Un pasillo con suelo de losetas, del cual salían las puertas de las cocinas, daba a una escalera de madera que subía al primer piso. Acababa esta en un descansillo, al otro lado del cual estaba la escalinata principal que subía desde el vestíbulo de la entrada. A este descansillo daban el cuarto de estar y varios dormitorios, incluidos los del señor Cunningham y su hijo. Holmes andaba despacio, haciéndose cargo de la estructura de la casa. Deduje de su expresión que estaba sobre una pista y, sin embargo, me era imposible averiguar en qué dirección iba.
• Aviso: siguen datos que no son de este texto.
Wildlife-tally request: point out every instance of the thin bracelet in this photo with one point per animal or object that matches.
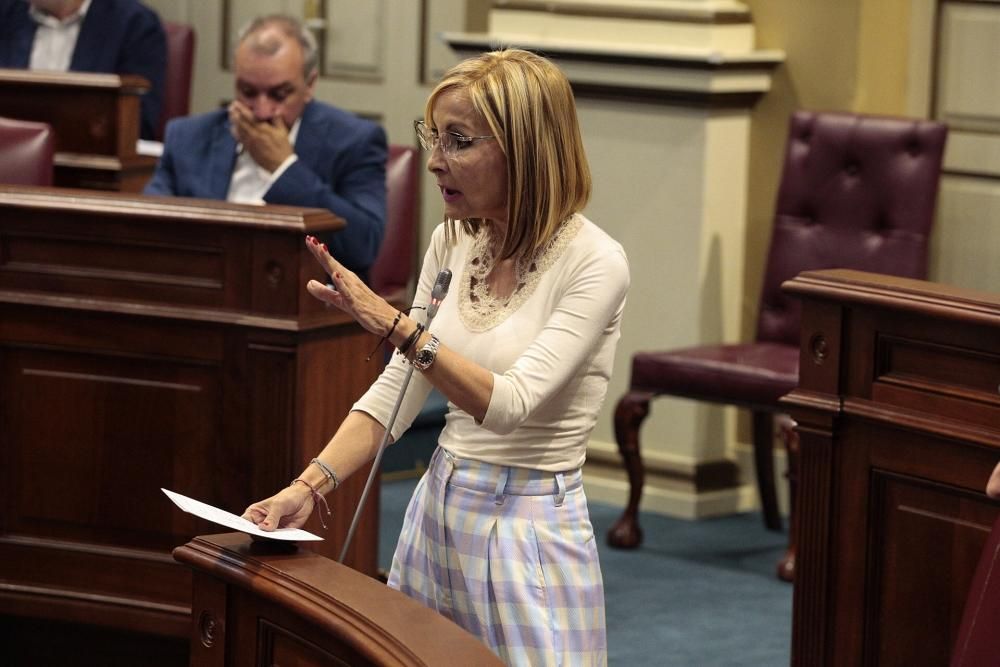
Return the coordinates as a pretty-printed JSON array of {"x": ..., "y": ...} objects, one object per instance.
[
  {"x": 408, "y": 343},
  {"x": 384, "y": 338},
  {"x": 317, "y": 499},
  {"x": 328, "y": 471}
]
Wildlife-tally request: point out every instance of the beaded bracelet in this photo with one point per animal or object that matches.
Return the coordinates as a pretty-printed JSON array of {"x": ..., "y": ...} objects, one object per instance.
[
  {"x": 408, "y": 343},
  {"x": 399, "y": 314},
  {"x": 317, "y": 499},
  {"x": 329, "y": 472}
]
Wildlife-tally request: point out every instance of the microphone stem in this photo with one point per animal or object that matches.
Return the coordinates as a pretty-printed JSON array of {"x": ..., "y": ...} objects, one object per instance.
[{"x": 381, "y": 448}]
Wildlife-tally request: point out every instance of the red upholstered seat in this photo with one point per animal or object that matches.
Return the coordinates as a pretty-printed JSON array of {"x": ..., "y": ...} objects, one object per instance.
[
  {"x": 856, "y": 192},
  {"x": 752, "y": 374},
  {"x": 393, "y": 268},
  {"x": 26, "y": 152},
  {"x": 978, "y": 640},
  {"x": 180, "y": 69}
]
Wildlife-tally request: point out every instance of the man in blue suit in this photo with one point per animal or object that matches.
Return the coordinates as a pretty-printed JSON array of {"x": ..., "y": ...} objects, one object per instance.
[
  {"x": 274, "y": 144},
  {"x": 110, "y": 36}
]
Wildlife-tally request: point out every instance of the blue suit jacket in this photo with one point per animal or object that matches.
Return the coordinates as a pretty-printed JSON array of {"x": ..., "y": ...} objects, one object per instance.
[
  {"x": 340, "y": 167},
  {"x": 116, "y": 37}
]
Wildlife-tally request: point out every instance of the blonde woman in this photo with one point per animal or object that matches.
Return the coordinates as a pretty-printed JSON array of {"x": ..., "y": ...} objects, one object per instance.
[{"x": 497, "y": 535}]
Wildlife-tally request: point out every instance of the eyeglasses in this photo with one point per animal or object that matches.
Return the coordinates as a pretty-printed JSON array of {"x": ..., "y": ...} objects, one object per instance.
[{"x": 451, "y": 143}]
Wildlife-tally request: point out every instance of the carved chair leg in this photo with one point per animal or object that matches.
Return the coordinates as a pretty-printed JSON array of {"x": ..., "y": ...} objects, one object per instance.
[
  {"x": 763, "y": 454},
  {"x": 786, "y": 566},
  {"x": 629, "y": 413}
]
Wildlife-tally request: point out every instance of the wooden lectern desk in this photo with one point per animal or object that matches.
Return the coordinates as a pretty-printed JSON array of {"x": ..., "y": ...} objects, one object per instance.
[
  {"x": 898, "y": 411},
  {"x": 263, "y": 603},
  {"x": 150, "y": 343},
  {"x": 96, "y": 123}
]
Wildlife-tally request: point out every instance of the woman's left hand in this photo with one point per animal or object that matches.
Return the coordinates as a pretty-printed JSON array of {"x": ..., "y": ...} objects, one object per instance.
[{"x": 349, "y": 293}]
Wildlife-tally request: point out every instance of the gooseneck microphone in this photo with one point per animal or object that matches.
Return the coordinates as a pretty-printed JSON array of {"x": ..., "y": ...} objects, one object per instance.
[{"x": 438, "y": 293}]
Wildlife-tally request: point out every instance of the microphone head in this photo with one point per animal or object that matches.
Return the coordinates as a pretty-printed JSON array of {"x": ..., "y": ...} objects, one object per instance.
[{"x": 441, "y": 285}]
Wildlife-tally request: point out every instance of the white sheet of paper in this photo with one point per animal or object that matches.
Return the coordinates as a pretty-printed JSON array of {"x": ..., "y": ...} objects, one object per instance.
[{"x": 224, "y": 518}]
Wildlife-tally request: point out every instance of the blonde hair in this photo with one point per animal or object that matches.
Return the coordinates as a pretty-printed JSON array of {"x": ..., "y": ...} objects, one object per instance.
[{"x": 528, "y": 103}]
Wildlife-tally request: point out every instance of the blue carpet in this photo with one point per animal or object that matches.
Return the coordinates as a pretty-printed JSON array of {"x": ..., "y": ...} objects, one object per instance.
[{"x": 696, "y": 594}]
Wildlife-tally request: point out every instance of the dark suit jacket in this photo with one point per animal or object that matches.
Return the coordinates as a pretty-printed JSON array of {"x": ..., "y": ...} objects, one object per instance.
[
  {"x": 340, "y": 167},
  {"x": 116, "y": 37}
]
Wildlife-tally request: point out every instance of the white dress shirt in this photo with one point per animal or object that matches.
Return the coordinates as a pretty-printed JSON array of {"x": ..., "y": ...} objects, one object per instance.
[
  {"x": 55, "y": 39},
  {"x": 250, "y": 181}
]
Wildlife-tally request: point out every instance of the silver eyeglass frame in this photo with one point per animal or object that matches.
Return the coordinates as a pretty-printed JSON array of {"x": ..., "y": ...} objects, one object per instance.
[{"x": 429, "y": 139}]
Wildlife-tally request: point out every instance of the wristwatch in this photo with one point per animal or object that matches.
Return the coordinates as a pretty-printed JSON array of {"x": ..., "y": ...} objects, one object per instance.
[{"x": 425, "y": 356}]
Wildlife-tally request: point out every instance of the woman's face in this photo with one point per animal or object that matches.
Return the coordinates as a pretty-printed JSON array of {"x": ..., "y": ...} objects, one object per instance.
[{"x": 473, "y": 182}]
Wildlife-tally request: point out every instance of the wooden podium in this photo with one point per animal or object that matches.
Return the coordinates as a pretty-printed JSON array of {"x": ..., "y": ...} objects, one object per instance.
[
  {"x": 268, "y": 604},
  {"x": 96, "y": 123},
  {"x": 898, "y": 411},
  {"x": 150, "y": 343}
]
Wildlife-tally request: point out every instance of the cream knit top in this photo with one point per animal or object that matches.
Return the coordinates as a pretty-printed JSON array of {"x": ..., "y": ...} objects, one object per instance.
[{"x": 550, "y": 347}]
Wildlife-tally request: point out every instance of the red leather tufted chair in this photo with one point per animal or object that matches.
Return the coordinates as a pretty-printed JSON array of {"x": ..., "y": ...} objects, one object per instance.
[
  {"x": 978, "y": 642},
  {"x": 180, "y": 69},
  {"x": 394, "y": 266},
  {"x": 856, "y": 192},
  {"x": 26, "y": 152}
]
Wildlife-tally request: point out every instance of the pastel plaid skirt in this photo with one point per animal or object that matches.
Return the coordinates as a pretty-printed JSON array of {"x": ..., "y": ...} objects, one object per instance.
[{"x": 509, "y": 554}]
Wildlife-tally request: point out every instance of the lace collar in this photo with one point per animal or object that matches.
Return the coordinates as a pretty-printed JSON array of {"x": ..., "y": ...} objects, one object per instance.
[{"x": 479, "y": 309}]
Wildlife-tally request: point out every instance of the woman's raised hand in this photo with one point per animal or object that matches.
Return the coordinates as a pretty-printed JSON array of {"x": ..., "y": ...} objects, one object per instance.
[{"x": 348, "y": 292}]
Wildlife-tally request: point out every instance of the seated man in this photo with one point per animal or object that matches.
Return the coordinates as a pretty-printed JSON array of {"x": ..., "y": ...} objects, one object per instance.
[
  {"x": 109, "y": 36},
  {"x": 275, "y": 144}
]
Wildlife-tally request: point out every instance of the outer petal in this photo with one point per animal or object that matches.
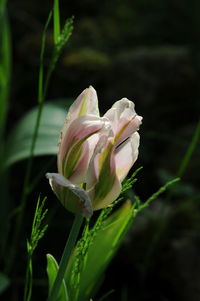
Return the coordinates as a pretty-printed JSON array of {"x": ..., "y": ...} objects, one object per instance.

—Mi querido caballero —dijo el señor Cunningham en tono impaciente—, ¿no es esto un tanto innecesario? Ese es mi dormitorio, al final de las escaleras, y el de más allá es el de mi hijo. Le dejo a su buen criterio el juzgar si le fue posible al ladrón subir aquí sin que le oyéramos.
—Me da la impresión —dijo el hijo con sonrisa maliciosa—, de que va a tener que seguir otro rastro.
—De todas formas voy a tener que pedirles que me complazcan un ratito más. Por ejemplo, me gustaría ver la vista que tienen las ventanas de la parte delantera de la casa. Este, imagino —dijo abriendo la puerta—, es el dormitorio de su hijo. Y ese, supongo, el vestidor en el cual se encontraba fumando cuando se dio la alarma. ¿Adonde da su ventana?
Cruzó el dormitorio, abrió la otra puerta y echó una ojeada al vestidor.
—Espero que ya esté satisfecho —dijo de mal humor el señor Cunningham.
—Gracias, creo que he visto cuanto quería.
—Pues, si es tan necesario, ya podemos pasar a mi cuarto.
—Si no es demasiada molestia…
El Juez de Paz se encogió de hombros y dirigió sus pasos hacia su dormitorio, una habitación corriente y parcamente amueblada. Mientras lo cruzábamos en dirección a la ventana, Holmes se quedó rezagado hasta que él y yo nos quedamos los últimos. Al pie de la cama había una pequeña mesa cuadrada, sobre la que se encontraba una jarra de agua y un plato de naranjas.
Justo cuando pasábamos por delante de ella, y ante mi más absoluto asombro, Holmes se inclinó por delante de mí y deliberadamente la tiró. El vaso se hizo añicos y la fruta cayó rodando por todo el cuarto.
—Buena la ha hecho, Watson —dijo con serenidad—. Mire cómo ha puesto la alfombra.
Me detuve confuso y comencé a recoger la fruta, comprendiendo que por alguna razón mi acompañante quería que yo cargara con las culpas. Los demás siguieron mi ejemplo y levantaron la mesa de nuevo.
—¡Pero bueno! —exclamó el inspector—. ¿Dónde se ha metido?
Holmes había desaparecido.
—Esperen aquí un momento —dijo Alee Cunningham—. En mi opinión ese hombre está loco. Venga conmigo, padre, a ver dónde se ha metido.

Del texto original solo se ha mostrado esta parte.